ALL THE STUDENTS interviewed for this article estimate that eating disorders among Harvard undergraduates are widespread; all guessed that from 75 to 90 percent have an unhealthy relationship with food. Carni, however, estimates that 60 to 65 percent of the Harvard population--including employees, undergrads and graduate students--have a disorder of some sort, and she ironically notes that the largest group of patients she treats are from the Harvard Medical School, where the intense pressures to perform often drive students to compulsive eating habits.

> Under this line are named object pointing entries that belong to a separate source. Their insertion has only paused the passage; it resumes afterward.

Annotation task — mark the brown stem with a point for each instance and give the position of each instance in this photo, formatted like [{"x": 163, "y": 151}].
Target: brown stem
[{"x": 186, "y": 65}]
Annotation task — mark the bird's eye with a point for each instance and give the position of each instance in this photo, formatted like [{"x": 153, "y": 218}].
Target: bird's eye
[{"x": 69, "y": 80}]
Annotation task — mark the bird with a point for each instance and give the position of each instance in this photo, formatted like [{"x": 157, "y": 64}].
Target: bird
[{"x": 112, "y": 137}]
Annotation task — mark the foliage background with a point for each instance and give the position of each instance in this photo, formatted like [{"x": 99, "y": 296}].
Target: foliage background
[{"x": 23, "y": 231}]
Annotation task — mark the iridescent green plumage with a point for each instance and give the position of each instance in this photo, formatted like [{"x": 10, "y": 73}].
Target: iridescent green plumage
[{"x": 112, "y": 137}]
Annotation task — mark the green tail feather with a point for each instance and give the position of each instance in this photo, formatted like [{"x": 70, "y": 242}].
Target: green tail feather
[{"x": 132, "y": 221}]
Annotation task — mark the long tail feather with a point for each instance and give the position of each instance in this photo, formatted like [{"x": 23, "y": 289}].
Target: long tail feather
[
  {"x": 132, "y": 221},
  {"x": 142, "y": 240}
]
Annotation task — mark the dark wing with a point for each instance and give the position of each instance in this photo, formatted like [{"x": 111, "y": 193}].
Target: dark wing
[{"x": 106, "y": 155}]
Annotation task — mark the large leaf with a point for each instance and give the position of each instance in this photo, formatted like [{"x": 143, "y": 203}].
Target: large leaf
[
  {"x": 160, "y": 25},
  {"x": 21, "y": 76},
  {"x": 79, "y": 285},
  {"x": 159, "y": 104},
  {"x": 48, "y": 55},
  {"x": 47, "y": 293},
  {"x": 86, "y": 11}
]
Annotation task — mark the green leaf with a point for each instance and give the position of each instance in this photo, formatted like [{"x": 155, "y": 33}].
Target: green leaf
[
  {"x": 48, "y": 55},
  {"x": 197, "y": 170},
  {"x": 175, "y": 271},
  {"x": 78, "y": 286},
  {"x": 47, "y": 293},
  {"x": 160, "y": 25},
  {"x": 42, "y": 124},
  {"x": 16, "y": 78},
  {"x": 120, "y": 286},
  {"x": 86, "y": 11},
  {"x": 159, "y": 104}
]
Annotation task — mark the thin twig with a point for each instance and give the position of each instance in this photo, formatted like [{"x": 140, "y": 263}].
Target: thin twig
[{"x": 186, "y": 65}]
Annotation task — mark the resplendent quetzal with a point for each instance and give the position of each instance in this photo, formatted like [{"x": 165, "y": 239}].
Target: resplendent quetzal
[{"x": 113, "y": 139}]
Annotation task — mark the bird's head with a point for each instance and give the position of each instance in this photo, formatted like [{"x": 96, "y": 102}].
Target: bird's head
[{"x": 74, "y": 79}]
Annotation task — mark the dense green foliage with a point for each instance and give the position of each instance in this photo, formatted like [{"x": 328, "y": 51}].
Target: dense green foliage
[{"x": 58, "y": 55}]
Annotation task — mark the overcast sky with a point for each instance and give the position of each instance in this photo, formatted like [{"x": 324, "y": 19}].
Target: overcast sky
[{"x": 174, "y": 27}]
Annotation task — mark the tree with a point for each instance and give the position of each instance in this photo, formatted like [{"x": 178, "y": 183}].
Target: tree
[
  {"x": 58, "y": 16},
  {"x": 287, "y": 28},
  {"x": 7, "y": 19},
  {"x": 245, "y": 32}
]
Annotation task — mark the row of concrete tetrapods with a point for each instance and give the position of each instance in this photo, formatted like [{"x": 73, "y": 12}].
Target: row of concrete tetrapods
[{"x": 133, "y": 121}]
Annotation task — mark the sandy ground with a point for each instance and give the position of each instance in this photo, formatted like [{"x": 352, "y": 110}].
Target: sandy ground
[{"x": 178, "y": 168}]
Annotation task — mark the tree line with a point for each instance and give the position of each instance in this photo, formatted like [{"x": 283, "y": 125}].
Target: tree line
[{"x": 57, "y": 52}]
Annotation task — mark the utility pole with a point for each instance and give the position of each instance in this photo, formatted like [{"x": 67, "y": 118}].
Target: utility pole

Doctors and researchers who study eating disorders emphasize that the sooner a victim seeks medical help, the more quickly and painlessly he or she can be diagnosed and cured. Carni has found that small groups of about four to six members meeting once a week have been particularly successful in curing gorge-purge behavior. She notes that within seven months of group sessions, women who had been vomiting for five to seven years respectively had resumed eating normally, and that similar sufferers of 11 and 13 years have drastically curtailed their habit. Carni emphasizes, however, that group sessions are not for everyone. The slow, step-by-step recovery can be painful and difficult, bringing problems to the surface which for years have been submerged under an obsession with food.